Nietzsche en “El ocaso de los ídolos” se planteaba una inquietante reflexión: “¿Es el hombre tan sólo un error de Dios? ¿O es Dios un error del hombre?”. Hawking, enfermo como todos saben de esclerosis lateral amiotrófica, acaba de afirmar que no es necesario un creador “para explicar el origen del Cosmos”, y en un brillante artículo de Julio Miravalls en este periódico podemos leer lo siguiente: “¿Qué motivos puede tener para creer en un buen Dios alguien sometido a tan terrible injusticia: la mente más brillante en un envoltorio tan lamentable?” Se trata de una pregunta eterna, ¿cómo un ser misericordioso ha decidido poner en marcha este mundo?
Lo que nos señala Miravalls es apasionante porque, si introducimos los factores personales a la hora de determinar la existencia de Dios, es lógico pensar que, en la disyuntiva de Nietzsche, la respuesta sensata sea la de que un ente de esa naturaleza no puede ser más que producto del error de los hombres. La enfermedad, la angustia y, fundamentalmente, la muerte deben haber influido de manera esencial a la hora de inventarse un ser omnipoptente y bondadoso, pendiente de todos y cada unos de nosotros. Dios escribiría derecho a través de renglones torcidos. Al final del camino, proporcionaría reparación y felicidad. Se trataría de un espléndido sueño para sobrevivir.

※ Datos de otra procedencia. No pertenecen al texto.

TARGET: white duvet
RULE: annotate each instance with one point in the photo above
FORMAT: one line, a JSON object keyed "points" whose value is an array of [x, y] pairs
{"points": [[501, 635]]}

Por muy derecho que haya escrito, lo cierto es que el universo en que habitamos no puede ser más trágico, a nuestros mortales ojos al menos. Tendrían razón, entonces, los filósofos que han sostenido que el mayor reproche que cabría hacer a Dios es la existencia. Si es así, la respuesta de personalidades seguras y fuertes, como la de Hawking, resulta perfectamente coherente: no tengo ninguna necesidad de que mis limitaciones me hagan caer en delirios. Los otros se equivocarán a conciencia, pero yo no: el cosmos no requiere un creador. Sin embargo, esta actitud también puede ser fruto de un error, el de la rebeldía frente a quien me produce desazón.
Plantearse con instrumentos humanos la existencia de Dios no puede conducir más que a la confusión: será nuestra entidad y no la suya la que se ponga en cuestión. Personalmente, tengo miedo, tanto miedo a lo desconocido, al dolor y a la soledad, que prefiero seguir las tradiciones de quienes me amaron. No quiero rebelarme contra lo que experimentaron mis padres, mis abuelos, y los buenos franciscanos que me educaron en Tánger. Tampoco contra lo que me enseñaron los viejos comunistas que también, a su manera, creían en una justa divinidad. Además, para qué agitarme, si no podré alcanzar ninguna certeza. Deseo, ojalá que sea tarde, que unos y otros me estén esperando, será el momento de ver con claridad.